Pensioners And Changing Fortunes
As we approached The Church House Inn, a car reversed from its frontage. The aged driver was not watching his rear view mirror and the car smacked straight into the wall of a house. It then surged forward and hit the stone terrace in front of the pub. We stopped looking, embarrassed for the driver. Later, sat in the pub, Doom Bar for Ann and Jail Ale for me, a woman entered followed by a man on a stick. Ann immediately realised that it was the driver and his partner and they wanted to eat. The landlady told them there were no seats but, hesitating, saw there were some at our table. “Could these people join you,” she asked.
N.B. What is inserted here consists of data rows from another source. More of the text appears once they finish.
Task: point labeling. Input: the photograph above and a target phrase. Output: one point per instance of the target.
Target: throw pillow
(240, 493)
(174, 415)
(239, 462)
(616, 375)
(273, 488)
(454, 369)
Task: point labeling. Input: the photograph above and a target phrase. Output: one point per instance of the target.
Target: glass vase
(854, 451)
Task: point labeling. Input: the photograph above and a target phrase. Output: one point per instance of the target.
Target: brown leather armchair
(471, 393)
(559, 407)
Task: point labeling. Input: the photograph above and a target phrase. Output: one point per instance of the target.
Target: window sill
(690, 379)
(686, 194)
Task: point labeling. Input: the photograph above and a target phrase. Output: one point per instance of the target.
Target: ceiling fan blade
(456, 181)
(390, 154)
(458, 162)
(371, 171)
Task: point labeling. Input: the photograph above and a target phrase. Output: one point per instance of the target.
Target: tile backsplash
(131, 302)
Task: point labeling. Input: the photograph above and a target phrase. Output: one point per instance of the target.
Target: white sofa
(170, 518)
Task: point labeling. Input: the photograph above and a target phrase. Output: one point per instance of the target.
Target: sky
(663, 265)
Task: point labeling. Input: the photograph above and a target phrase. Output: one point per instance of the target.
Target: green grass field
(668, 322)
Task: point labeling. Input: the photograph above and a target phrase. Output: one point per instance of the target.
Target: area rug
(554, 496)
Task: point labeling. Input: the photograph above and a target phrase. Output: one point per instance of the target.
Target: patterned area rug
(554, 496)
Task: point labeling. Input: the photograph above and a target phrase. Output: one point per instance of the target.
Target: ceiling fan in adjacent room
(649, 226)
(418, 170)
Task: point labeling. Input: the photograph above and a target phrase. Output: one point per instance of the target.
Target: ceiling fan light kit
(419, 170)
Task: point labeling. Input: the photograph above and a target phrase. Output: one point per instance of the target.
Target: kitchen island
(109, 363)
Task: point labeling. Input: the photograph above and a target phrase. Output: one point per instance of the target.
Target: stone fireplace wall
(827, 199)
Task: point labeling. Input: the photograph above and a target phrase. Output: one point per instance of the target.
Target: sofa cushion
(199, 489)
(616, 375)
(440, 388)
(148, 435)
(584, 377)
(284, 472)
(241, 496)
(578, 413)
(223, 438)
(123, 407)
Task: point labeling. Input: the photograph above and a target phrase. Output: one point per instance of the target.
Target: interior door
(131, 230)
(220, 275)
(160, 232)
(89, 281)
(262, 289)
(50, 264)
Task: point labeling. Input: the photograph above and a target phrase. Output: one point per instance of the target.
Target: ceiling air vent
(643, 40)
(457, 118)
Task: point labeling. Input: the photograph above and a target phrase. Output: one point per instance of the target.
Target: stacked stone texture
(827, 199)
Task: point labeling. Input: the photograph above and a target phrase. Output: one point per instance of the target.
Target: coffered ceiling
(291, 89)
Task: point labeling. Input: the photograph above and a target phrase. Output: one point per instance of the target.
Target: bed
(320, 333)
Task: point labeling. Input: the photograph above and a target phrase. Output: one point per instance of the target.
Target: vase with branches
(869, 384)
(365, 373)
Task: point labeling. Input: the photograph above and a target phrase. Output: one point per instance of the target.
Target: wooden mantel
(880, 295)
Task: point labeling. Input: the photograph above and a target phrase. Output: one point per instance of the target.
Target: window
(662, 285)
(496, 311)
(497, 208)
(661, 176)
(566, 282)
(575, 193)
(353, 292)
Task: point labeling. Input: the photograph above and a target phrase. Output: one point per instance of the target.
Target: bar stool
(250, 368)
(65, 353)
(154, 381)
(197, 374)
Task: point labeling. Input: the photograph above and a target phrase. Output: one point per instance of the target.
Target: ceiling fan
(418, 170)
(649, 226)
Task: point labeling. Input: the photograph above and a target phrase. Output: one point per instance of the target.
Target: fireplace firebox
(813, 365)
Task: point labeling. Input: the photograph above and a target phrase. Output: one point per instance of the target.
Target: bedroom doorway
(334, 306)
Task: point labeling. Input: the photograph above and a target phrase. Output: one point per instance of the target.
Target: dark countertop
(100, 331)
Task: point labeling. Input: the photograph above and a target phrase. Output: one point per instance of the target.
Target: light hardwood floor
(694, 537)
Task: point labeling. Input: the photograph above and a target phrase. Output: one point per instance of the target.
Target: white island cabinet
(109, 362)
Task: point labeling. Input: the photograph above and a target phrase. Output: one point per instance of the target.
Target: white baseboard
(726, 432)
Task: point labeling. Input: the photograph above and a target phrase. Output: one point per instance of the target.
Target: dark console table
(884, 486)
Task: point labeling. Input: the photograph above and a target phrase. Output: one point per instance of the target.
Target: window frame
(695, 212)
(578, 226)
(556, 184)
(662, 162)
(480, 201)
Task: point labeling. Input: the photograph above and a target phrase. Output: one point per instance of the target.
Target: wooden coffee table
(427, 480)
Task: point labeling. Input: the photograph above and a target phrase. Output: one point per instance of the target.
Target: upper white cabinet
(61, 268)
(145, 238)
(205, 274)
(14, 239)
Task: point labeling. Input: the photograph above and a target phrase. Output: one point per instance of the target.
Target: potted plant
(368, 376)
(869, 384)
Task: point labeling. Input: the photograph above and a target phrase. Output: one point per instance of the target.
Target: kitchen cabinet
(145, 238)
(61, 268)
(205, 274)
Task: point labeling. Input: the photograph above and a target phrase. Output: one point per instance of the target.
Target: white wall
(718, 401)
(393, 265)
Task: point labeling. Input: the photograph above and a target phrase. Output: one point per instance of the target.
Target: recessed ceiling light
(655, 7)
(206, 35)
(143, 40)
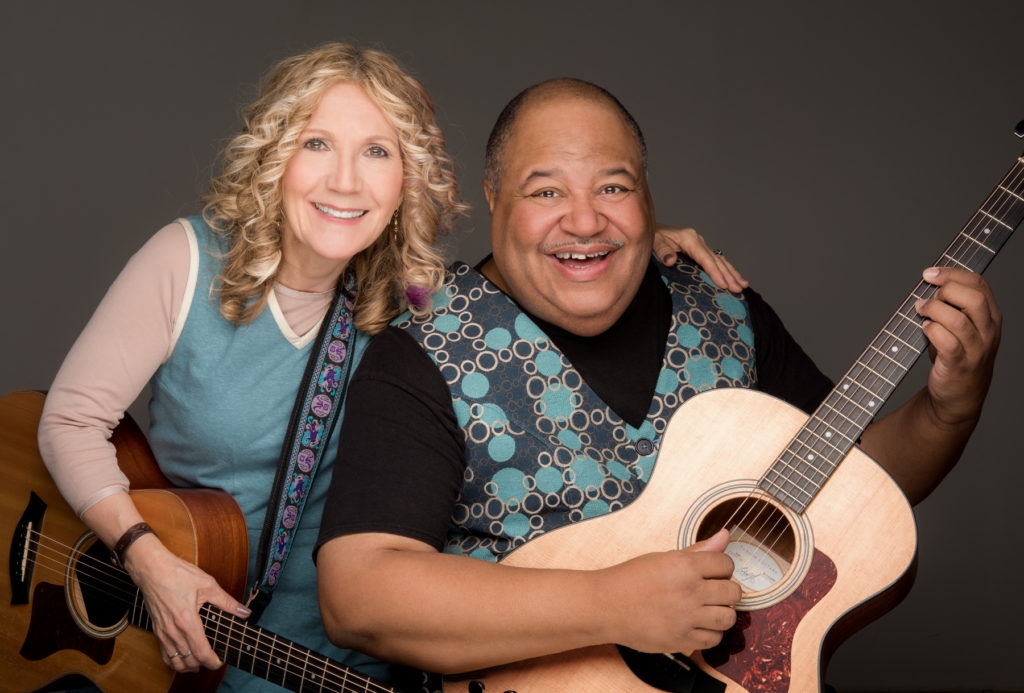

They joined us and we had a conversation about pensioners and changing fortunes.
Fit today; ill tomorrow
His story was dramatic but perhaps typical. Whilst in France, he fell and cut his wrist, losing a huge amount of blood. They patched him up in hospital but found something hiding in the blood, rather like my story. It was cancer and he was now on chemotherapy. Add in a heart issue and fairly severe arthritis; he was glad he could still drive! He recounted how his robust body had lost weight and they had already downsized their property. His earlier years as a climber and mountaineer mirrored my own and we had ample to talk about.
Pensioners and changing fortunes
This story could be a parable about stoic pensioners coping with age. It’s not! This man, as a driver, was an acute danger to everybody on the road. He could not, would not, see that. His interest in keeping going in spite of everything must not be seen as a virtue. It blinded him to the danger he posed to everybody around him. Apparently, women are far more inclined to recognise the signs and stop driving. We men, it appears, link driving with masculinity. We maintain that bloody mindedness to the very end.